In der Griechenlandmisere könnte ausgerechnet der Ruf jener Institution am meisten beschädigt worden sein, die von den Menschen am stärksten mit dem Euro assoziiert wird. Die Rede ist von der Europäischen Zentralbank (EZB). Das wäre fatal, denn eine Notenbank und eine Währung sind nicht viel mehr wert als das ihnen entgegengebrachte Vertrauen.

Vor allem aber wäre das unfair. Denn die linke wie rechte Kritik an den Währungshütern in Frankfurt ist überzogen. Die EZB hat sicherlich nicht alles richtig gemacht. Im Gegensatz zu vielen politischen Verantwortlichen hat sie aber recht umsichtig gehandelt.

Belegen lässt sich dies durch einen Blick auf die Argumente der Kritiker. Da ist zunächst die Riege rechtskonservativer deutscher Ökonomen, zu denen etwa der streitbare Hans-Werner Sinn gehört. Die EZB hat den griechischen Banken Notkredite über 90 Milliarden Euro gewährt – Tendenz steigend. Das hätte sie nie tun dürfen, argumentieren Sinn und seine Kollegen. Die EZB betreibe Konkursverschleppung. Die Gelder seien verloren, die Zeche werden die Steuerzahler im übrigen Europa zahlen, sagen die Germano-Volkswirte.

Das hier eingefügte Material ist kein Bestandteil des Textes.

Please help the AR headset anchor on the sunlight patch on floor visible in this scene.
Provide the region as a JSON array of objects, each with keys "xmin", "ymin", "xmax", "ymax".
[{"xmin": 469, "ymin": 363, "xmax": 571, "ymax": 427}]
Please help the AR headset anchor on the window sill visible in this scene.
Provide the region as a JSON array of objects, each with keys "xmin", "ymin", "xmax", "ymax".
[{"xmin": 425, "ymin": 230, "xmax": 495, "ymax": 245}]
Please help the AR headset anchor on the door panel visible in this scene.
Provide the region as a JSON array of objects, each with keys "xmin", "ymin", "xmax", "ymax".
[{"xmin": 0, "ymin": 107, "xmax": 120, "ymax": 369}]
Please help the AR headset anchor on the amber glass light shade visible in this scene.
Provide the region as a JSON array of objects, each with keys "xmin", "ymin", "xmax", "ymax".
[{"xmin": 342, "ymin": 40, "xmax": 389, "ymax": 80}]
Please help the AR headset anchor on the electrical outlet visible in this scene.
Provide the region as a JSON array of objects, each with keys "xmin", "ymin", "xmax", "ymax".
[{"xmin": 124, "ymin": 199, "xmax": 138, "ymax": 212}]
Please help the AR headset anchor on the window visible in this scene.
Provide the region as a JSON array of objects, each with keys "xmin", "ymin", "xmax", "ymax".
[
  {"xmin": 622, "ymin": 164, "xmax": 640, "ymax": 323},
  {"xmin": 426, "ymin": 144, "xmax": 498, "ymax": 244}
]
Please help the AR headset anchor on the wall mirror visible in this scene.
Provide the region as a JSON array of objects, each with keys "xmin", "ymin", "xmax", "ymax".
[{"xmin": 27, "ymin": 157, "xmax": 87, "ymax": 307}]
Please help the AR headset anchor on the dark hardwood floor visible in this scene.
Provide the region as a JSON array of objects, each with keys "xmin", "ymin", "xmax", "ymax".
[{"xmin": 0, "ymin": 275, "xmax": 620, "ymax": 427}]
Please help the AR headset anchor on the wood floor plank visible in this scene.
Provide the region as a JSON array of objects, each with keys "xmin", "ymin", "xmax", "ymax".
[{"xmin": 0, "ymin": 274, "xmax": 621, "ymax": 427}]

Die Kritik geht ins Leere. Die jüngsten Entwicklungen haben den griechischen Banken zugesetzt. Doch die hellenischen Institute sind nicht überschuldet oder wegen riskanter Spekulationsgeschäfte insolvent. Im Kern des Problems steckt vielmehr eine Vertrauenskrise. Aus Angst vor einem Grexit heben die Griechen Geld ab. Um diesen Ansturm zu bewältigen, brauchen die hellenischen Banken die EZB-Notkredite. Im Notfall Liquidität bereitzustellen zählt zu den Kernaufgaben jeder Notenbank. Mit ihren Notdarlehen hat die EZB also nur ihre Aufgabe erfüllt.

Der zweite, jedoch gewichtigere Einwand gegen die EZB kommt von links: Die Notenbank habe im entscheidenden Moment, als Griechenlands Premier Alexis Tsipras sein Referendum angekündigt hat, die Notkredite eingefroren und so die Bankenschließungen forciert. Damit wurde die Regierung in Athen gebrochen. Die Aktionen der Notenbank machen deutlich, dass kein Land in der Währungsunion wirklich über eine "eigene" Währung verfügt, weil die EZB ihre Kredite als Druckmittel gegen die Politik einsetzt. Das würden richtige Notenbanken, etwa die Fed in den USA, nie tun. Diese Kritik ist nicht verfehlt, doch trifft sie den falschen Adressaten.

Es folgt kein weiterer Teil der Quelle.